CyberSec Evaluation: CyberSecEval 3 is an extensive benchmark suite designed to assess the cybersecurity vulnerabilities of Large Language Models (LLMs). Building on its predecessor, CyberSecEval 2, this latest version introduces three new test suites: visual prompt injection tests, spear phishing capability tests, and autonomous offensive cyber operations tests. Created to meet the increasing demand for secure AI systems, CyberSecEval 3 offers a comprehensive set of tools to evaluate various security domains. It has been applied to well-known LLMs such as Llama2, Llama3, codeLlama, and OpenAI GPT models. The findings underscore substantial cybersecurity threats, underscoring the critical need for continued research and development in AI safety.
Detoxify: Trained models & code to predict toxic comments on 3 Jigsaw challenges: Toxic comment classification, Unintended Bias in Toxic comments, Multilingual toxic comment classification. Built by Laura Hanu at Unitary, where they are working to stop harmful content online by interpreting visual content in context.

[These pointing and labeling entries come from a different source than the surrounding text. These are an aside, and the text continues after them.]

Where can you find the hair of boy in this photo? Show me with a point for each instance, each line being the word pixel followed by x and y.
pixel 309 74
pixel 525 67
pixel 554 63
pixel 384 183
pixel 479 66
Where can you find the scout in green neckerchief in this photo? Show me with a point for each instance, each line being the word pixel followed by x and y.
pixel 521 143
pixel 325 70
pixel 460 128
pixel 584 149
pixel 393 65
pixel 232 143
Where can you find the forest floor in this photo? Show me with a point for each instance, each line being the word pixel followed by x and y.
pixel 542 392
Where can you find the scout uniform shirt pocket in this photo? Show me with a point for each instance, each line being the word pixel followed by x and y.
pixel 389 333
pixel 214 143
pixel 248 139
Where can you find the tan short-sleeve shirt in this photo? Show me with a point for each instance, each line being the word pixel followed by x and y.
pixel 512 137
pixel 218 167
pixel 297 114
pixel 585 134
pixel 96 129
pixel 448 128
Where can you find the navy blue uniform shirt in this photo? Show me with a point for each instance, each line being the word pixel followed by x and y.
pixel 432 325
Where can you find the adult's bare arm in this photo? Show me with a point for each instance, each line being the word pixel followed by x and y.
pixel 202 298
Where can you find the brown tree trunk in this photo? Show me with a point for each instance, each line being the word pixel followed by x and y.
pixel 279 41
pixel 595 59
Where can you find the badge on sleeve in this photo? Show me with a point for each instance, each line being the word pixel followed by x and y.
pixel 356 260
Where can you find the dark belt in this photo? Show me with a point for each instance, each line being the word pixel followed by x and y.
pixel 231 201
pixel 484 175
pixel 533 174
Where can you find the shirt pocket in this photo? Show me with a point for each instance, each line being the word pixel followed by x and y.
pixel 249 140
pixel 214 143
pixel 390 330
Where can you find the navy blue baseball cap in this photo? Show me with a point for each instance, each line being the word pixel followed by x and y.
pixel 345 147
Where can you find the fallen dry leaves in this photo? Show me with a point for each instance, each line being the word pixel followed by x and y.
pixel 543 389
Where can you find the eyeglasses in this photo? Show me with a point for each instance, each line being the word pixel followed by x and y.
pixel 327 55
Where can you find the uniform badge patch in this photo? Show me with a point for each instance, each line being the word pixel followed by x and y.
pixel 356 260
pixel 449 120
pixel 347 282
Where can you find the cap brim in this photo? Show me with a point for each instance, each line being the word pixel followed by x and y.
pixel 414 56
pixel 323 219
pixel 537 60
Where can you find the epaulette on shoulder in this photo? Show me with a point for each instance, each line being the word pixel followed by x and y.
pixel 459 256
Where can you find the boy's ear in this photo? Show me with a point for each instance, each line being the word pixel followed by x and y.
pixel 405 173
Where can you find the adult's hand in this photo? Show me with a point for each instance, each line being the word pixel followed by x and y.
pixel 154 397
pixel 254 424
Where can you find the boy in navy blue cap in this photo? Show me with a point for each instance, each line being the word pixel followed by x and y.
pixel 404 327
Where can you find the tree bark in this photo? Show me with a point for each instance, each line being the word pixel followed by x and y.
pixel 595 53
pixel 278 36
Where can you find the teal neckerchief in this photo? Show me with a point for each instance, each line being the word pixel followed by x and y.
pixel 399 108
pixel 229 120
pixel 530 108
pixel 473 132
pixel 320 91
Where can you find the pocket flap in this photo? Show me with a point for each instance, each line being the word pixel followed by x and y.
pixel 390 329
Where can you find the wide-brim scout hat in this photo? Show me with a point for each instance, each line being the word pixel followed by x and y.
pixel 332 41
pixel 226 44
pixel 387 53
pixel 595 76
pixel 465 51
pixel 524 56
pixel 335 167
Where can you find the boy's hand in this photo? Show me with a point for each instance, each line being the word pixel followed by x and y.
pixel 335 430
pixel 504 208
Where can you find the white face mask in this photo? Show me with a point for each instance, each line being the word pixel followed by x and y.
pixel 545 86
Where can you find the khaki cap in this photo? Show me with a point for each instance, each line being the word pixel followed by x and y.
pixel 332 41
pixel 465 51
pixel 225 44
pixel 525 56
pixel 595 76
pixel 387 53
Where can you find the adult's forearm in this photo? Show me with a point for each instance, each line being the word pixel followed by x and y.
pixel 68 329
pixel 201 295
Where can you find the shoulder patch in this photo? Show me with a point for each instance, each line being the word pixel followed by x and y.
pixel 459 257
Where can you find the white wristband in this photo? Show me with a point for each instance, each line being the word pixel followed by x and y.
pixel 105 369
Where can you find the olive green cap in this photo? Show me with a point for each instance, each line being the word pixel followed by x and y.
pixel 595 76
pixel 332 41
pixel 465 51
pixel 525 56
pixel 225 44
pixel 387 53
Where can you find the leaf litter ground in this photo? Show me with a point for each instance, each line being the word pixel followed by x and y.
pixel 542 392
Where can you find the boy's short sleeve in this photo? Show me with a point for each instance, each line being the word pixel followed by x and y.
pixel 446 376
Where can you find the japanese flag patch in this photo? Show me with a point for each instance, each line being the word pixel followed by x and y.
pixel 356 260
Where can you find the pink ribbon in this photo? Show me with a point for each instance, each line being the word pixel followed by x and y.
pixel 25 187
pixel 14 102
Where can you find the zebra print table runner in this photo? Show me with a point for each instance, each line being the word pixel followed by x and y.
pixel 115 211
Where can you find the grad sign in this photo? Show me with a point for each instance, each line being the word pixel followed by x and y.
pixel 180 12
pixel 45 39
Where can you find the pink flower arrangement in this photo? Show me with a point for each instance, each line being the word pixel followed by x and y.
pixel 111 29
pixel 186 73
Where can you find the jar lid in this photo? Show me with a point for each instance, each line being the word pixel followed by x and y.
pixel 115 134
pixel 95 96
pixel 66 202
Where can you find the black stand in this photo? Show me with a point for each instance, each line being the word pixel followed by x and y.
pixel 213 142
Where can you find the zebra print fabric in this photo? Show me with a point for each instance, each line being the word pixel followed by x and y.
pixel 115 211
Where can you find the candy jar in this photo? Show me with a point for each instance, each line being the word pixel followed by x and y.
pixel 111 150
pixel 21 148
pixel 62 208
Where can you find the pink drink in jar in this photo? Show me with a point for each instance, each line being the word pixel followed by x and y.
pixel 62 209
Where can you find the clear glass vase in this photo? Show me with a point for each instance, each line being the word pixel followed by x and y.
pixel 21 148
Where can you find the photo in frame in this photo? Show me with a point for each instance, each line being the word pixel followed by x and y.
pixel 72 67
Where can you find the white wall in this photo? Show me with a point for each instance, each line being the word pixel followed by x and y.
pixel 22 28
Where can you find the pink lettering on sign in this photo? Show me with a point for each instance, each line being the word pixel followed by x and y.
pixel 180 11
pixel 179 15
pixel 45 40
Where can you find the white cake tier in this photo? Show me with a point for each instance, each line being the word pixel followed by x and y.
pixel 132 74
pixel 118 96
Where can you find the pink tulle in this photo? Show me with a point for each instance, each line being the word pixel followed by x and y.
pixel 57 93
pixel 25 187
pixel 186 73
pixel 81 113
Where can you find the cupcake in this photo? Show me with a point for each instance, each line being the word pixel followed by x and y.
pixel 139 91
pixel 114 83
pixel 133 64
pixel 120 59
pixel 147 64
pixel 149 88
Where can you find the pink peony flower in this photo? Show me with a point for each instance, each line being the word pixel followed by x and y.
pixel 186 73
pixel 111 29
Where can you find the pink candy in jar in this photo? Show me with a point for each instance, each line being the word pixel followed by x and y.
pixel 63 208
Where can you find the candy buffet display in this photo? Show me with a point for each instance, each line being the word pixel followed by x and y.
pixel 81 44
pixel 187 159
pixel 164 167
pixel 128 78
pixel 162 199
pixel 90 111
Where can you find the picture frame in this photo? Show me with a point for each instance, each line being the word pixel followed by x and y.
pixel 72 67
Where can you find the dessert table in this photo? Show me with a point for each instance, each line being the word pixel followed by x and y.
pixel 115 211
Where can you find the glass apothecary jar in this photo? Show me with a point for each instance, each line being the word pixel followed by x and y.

MLCommons AILuminate: a community based effort focused on: 1) Curate a pool of safety tests from diverse sources; 2) Defining benchmarks for specific AI use-cases, each of which uses a subset of the tests and summarizes the results in a way that enables decision making by non-experts; and 3) Developing a community platform for safety testing of AI systems that supports registration of tests, definition of benchmarks, testing of AI systems, management of test results, and viewing of benchmark scores.
DecodingTrust: comprehensive and unified evaluation platform dedicated to assessing the trustworthiness of LLMs.
RedArena: Part of the LMSys effort, RedTeam Arena provides a time bound gamified platform for red teamers to attempt to jailbreak models.
HydroX AI safety community: periodically publishes the latest safety ranking of both open-source and closed-source models. Results are based on evaluation across 30+ safety categories (e.g. bias) and 20+ advanced jailbreaks (e.g. AutoDAN). Its affiliated community, Silicon Wall-E, provides a gamified LLM jailbreak experience for public awareness.